Des études sanitaires (études toxicologiques, études d'expositions basées sur les modes de vie des populations, enquêtes épidémiologiques, ...) devraient être lancées pour apprécier les effets sanitaires de la pollution des sols par les métaux lourds et l'éventuel besoin de suivi des populations exposées. Les zones de contaminations naturelles et/ou de pollutions anthropiques avérées pourraient servir d'aires pilotes. Ainsi, les effets de mélanges de pollutions (pouvant causer des accroissements ou des diminutions de risques) pourraient être étudiés. La protection des populations passe par une approche intégrée des expositions.

Outils à développer :

Le développement de nouvelles techniques d'investigation, rapides et fiables, des sols pollués par des substances dangereuses permettrait d'étendre le champ d'évaluation des expositions des populations à ces produits.

De plus, la prise en considération des problèmes sociaux et économiques associés à ces expositions doit être intégrée aux projets actuels. Les compléments apportés par l'analyse du cycle de vie lors de la mise sur le marché de certains produits ou de certaines techniques de recyclage ou de réhabilitation de sites pollués pourraient s'avérer une piste intéressante.

La mise en place de programmes de recherche dans ces domaines nécessite que les pouvoirs publics se dotent de moyens de coordination des équipes multidisciplinaires nécessaires à la compréhension des processus touchant à ce domaine (lancement de programmes nationaux de recherche), mais aussi étendent les partenariats européens et internationaux (parfois déjà existants - ex. : réseau CLARINET - Contaminated Land risk network) afin de mener de façon plus efficace et concertée de ces recherches.

A cette fin, la poursuite de la stratégie en matière de sites ateliers pilotes devrait être encouragée, éventuellement dans un cadre européen.

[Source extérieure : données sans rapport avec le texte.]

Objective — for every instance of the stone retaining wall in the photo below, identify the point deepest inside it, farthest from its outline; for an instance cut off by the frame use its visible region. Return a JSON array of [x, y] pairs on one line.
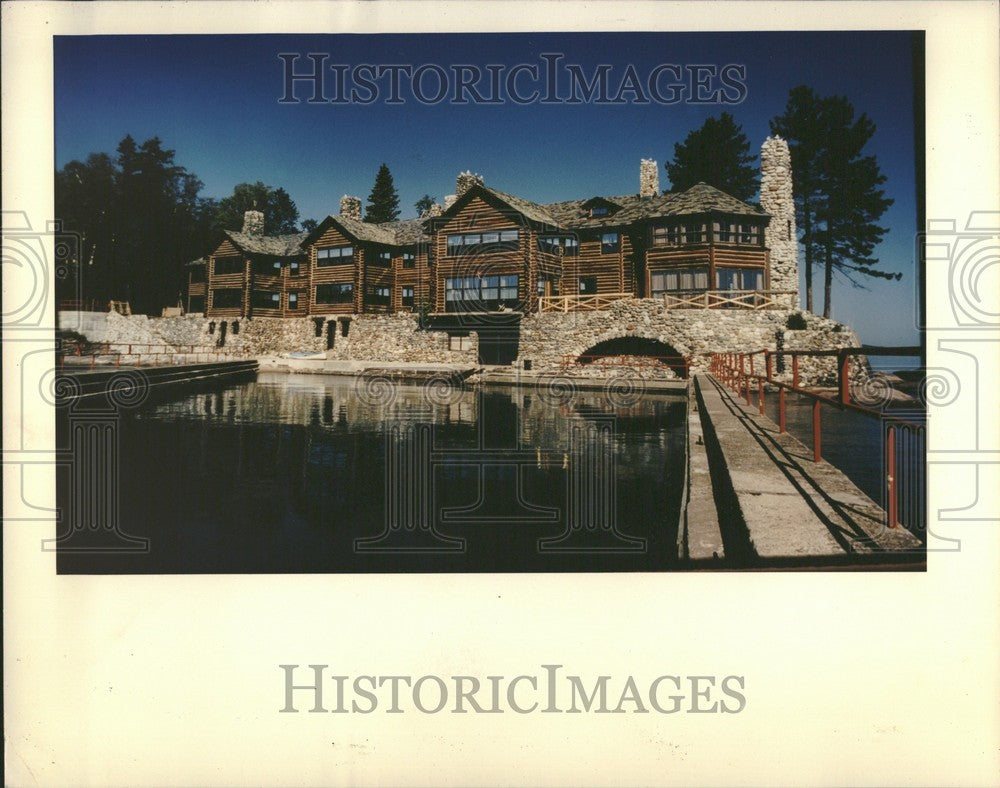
[[694, 333]]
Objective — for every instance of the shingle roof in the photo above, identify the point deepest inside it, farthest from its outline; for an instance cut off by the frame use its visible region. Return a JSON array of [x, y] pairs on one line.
[[277, 245], [700, 198]]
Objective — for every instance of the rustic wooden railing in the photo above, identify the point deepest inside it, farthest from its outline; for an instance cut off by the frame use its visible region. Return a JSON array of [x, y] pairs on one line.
[[723, 299], [579, 303]]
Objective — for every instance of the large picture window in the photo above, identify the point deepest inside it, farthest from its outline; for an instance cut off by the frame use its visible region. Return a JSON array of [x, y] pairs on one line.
[[264, 300], [335, 293], [227, 298], [480, 293], [228, 265], [334, 255], [677, 279], [483, 243]]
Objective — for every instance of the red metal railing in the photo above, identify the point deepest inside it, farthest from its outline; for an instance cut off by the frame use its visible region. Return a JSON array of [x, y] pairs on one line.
[[676, 363], [740, 373], [139, 354]]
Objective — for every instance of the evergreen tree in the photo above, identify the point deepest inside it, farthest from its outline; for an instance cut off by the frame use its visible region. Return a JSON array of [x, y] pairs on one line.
[[838, 191], [281, 216], [424, 204], [718, 153], [383, 202]]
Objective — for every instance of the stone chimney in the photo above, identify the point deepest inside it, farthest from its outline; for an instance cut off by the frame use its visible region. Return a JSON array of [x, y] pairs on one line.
[[253, 223], [350, 207], [465, 181], [649, 178], [776, 198]]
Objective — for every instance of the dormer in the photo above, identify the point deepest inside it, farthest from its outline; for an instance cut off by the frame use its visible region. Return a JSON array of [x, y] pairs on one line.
[[599, 208]]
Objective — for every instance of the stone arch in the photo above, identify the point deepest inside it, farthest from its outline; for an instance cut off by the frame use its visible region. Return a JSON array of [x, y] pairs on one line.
[[640, 344]]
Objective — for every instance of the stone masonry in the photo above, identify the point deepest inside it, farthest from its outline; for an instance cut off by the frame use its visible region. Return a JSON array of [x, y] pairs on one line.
[[776, 198], [350, 207], [649, 178]]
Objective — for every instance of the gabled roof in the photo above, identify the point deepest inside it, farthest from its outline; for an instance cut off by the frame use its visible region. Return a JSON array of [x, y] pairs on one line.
[[277, 245], [403, 232]]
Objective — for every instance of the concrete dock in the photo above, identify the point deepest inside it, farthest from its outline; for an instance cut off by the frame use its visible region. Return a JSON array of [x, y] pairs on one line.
[[774, 505]]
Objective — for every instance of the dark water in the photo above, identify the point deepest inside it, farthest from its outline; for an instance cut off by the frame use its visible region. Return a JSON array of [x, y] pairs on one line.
[[305, 473]]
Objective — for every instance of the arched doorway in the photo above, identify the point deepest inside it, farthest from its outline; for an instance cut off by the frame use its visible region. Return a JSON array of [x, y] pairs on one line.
[[636, 351]]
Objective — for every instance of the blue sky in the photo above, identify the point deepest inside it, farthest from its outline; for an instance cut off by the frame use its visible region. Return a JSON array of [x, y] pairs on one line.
[[215, 101]]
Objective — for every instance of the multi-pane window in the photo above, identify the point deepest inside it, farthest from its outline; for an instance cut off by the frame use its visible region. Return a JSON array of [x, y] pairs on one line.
[[475, 293], [478, 243], [379, 295], [335, 293], [227, 298], [745, 233], [566, 246], [335, 255], [267, 267], [264, 300], [739, 279], [677, 279], [228, 265]]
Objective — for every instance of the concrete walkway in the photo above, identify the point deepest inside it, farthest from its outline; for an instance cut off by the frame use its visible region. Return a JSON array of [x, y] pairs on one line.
[[776, 506]]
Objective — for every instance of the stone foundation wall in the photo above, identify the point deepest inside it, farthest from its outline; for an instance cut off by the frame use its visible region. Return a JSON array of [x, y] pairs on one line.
[[369, 337], [695, 333]]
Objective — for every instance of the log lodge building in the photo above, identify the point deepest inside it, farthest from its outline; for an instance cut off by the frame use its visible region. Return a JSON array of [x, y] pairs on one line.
[[489, 253]]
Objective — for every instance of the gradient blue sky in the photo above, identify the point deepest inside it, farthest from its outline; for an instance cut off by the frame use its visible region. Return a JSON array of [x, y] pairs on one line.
[[214, 100]]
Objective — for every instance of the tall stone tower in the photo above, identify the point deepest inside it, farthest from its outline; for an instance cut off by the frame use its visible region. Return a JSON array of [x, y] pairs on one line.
[[776, 199]]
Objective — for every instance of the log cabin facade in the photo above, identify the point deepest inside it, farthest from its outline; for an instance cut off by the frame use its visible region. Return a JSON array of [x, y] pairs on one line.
[[489, 252]]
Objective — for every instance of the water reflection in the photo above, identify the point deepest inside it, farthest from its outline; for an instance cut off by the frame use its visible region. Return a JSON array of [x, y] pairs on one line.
[[302, 473]]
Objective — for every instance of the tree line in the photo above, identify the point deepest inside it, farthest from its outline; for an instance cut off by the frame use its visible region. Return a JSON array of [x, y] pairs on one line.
[[838, 191], [140, 216]]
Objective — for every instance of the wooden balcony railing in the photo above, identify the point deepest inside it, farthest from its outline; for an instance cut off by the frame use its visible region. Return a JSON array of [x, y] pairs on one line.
[[579, 303], [729, 299]]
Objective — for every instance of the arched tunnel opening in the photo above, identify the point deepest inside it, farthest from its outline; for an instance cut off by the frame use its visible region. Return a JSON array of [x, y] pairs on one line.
[[634, 351]]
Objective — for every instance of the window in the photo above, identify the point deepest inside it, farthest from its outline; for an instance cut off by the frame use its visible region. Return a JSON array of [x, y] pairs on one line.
[[739, 279], [686, 279], [263, 300], [477, 294], [335, 294], [335, 255], [229, 298], [495, 241], [267, 267], [566, 246], [228, 265], [379, 295], [459, 342]]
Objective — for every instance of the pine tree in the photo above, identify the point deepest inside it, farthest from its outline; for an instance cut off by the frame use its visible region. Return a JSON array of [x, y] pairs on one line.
[[383, 202], [718, 153]]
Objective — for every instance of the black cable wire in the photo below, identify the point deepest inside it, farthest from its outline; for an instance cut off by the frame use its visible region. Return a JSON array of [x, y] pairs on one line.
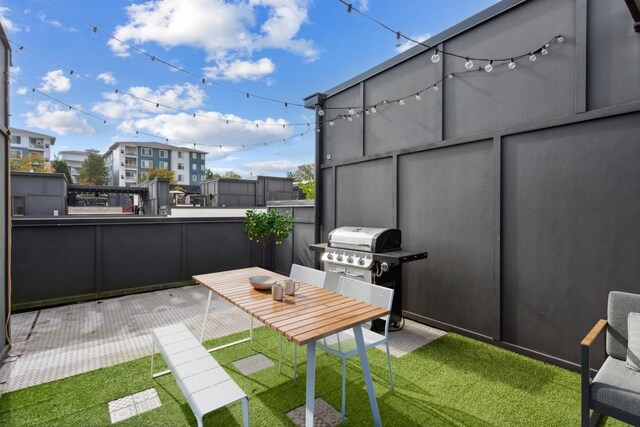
[[156, 58]]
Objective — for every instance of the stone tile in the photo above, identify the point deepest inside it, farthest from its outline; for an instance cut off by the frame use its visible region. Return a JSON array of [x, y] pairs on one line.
[[252, 364]]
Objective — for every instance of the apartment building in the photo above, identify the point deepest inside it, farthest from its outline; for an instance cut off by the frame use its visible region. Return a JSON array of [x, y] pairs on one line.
[[126, 161], [74, 160], [25, 142]]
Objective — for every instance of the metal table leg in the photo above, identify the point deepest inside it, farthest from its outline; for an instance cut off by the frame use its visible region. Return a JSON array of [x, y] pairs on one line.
[[366, 372], [311, 384]]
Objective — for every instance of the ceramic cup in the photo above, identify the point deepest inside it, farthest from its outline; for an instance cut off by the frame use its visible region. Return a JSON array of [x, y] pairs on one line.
[[277, 291], [290, 287]]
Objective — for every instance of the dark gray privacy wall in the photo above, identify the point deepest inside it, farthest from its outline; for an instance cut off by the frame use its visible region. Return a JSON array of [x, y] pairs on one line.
[[295, 249], [521, 184], [88, 258]]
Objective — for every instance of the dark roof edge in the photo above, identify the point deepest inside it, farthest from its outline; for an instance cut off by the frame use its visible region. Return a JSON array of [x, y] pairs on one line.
[[469, 23]]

Concernant les populations amérindiennes, les effets de l'intoxication mercurielle se combinent avec les autres pathologies que connaissent ces populations, particulièrement vulnérables : 4 500 personnes tout à la fois victimes et condamnées par les différentes formes de l'exploitation des forêts.

La France ne peut abandonner une partie de ses citoyens sous prétexte qu'ils seraient condamnés par l'histoire et la civilisation moderne. Si le mode de vie des amérindiens est évidemment fort éloigné de celui du parisien ou du lotois, un décalage similaire existe avec les populations des pays les moins avancés. Tout est une question de degré. Mais tout est aussi et avant tout une question de principe. Car, à suivre cette logique qui établit une sorte de hiérarchie entre les hommes comme on établirait une hiérarchie entre les espèces, nous oublions ce qui fait l'homme. Pourquoi s'arrêter aux amérindiens ? Pourquoi pas, demain, renoncer à se battre pour les agriculteurs de montagne puisqu'ils sont eux aussi fragilisés par les exigences de la vie moderne ? Nous sommes tous des amérindiens en puissance.

C'est pourquoi cette population est emblématique de nos choix éthiques de société. Les propositions que nous formulons, résolument innovatrices, qui permettraient à ces populations de maîtriser leur destin, sont une marque d'espérance.

Les métaux lourds ont fait, d'une certaine façon, la civilisation. Trop utilisés, ils peuvent aussi défaire l'humanité.